# Orders of Presenting Case Forms



## Kevin Beach

Fred_C ...... How can the declension of a Latin noun vary from country to country?

Moderator Note:
The thread has been split from here.


----------



## Fred_C

Kevin Beach said:


> Fred_C ...... How can the declension of a Latin noun vary from country to country?



Not the declension, 
the order in which you name the different forms.


----------



## Kevin Beach

Well, Nom, Acc, Gen, Dat, Abl. is the order in Britain too, but we add the vocative between the nominative and the accusative.


----------



## J.F. de TROYES

Kevin Beach said:


> Well, Nom, Acc, Gen, Dat, Abl. is the order in Britain too, but we add the vocative between the nominative and the accusative.


 
It's the same for vocative too, when its ending differs from the nominative. So I suppose the Latin cases are set out in the same order  whatever the language.
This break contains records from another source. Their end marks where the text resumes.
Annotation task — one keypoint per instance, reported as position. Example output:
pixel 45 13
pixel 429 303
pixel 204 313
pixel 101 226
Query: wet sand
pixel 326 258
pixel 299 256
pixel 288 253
On the other hand languages with declensions like German can follow a different order.


----------



## Fred_C

No.
In Italy, they use a different order, I am positive.
In Germany too, and I do not know if it is the same as the Italian order.
The Italian order is (if I remember well) :
Nom, Gén, Dat, Acc, Abl, Voc


----------



## Pinairun

In Spain,
Nom., Voc., Acc., Gen., Dat., Abl.


----------



## Cagey

Fred_C said:


> No.
> The Italian order is (if I remember well) :
> Nom, Gén, Dat, Acc, Abl, Voc



This is the order used in the US as well.  Dictionary entries of nouns customarily give the nominative and genitive forms.


----------



## Broca's Area

Fred_C said:


> No.
> In Italy, they use a different order, I am positive.
> In Germany too, and I do not know if it is the same as the Italian order.
> The Italian order is (if I remember well) :
> Nom, Gén, Dat, Acc, Abl, Voc


 
Almost there! Italian traditional order is: Nom, Gen, Dat, Acc, Voc, Abl.


----------